I used to spin 90 rpm like clockwork, no particular effort. Over time that got more difficult. I'd gas out before my legs quit.

Last year about this time an old neck injury flared up so I was off the bike more than on it. I didn't want to lose fitness so I resumed jogging for the first time in almost 40 years. My legs got stronger. The knee, hip and lower back pain I used to experience trying to mash big gears cleared up. I switched to lower cadence, around 70-75 rpm average, often 60 on seated climbs and 40-50 when standing. No knee problems. I don't gas out so easily now.

I still switch between high and low cadence drills but my "spin to win" days are long gone. Anyway, that whole concept developed around the use of PEDs, especially EPO and blood doping, which enabled users to recover quicker from maximum aerobic capacity than their legs could recover from stomping big gears. Some dopers who've described the whole program said steroids helped with muscle recovery and quick reduction of inflammation. But blood doping to boost their aerobic capacity to spin faster cadence was the real key.

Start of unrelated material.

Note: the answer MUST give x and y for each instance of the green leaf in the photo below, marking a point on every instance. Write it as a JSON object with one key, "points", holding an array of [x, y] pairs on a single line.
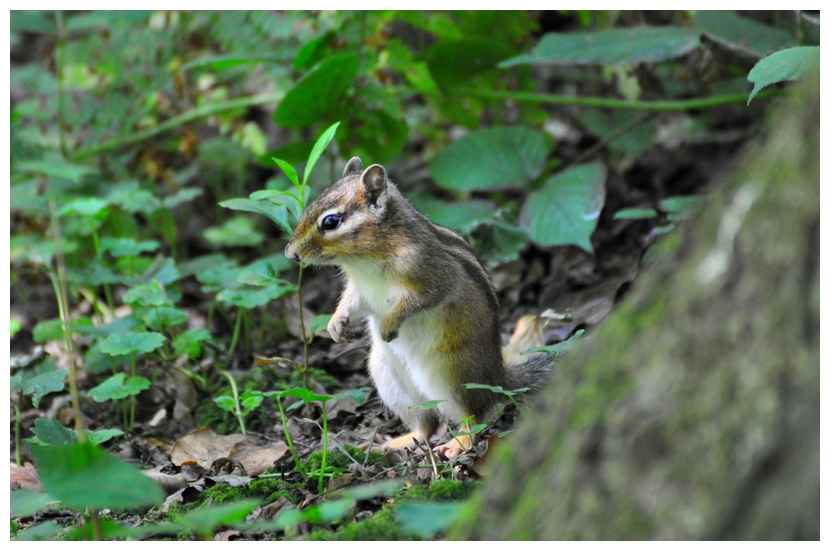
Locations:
{"points": [[146, 294], [496, 158], [635, 214], [40, 385], [251, 298], [81, 476], [611, 46], [319, 147], [163, 316], [125, 246], [117, 387], [87, 207], [742, 31], [239, 231], [789, 64], [427, 519], [126, 343], [190, 342], [319, 323], [313, 51], [315, 98], [226, 403], [277, 214], [566, 209], [25, 503], [454, 62], [289, 171]]}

I don't have access to any of that stuff so the whole spin to win thing was always lacking context -- which we didn't know, or refused to acknowledge before widespread doping became irrefutable.

And more recent studies have confirmed that faster cadences have limited use to a relative handful of elite athletes.

Check Strava for data shared by pros -- some do, at least for training. Very, very few are spinning fast cadences consistently. Any spinning of 90-100+ rpm is limited to relatively short duration climbs ("short duration" for them might be up to 20-30 minutes -- more like 5 minutes for me). Most are averaging 75 rpm overall.

It appears few of them could sustain consistently high cadence without doping.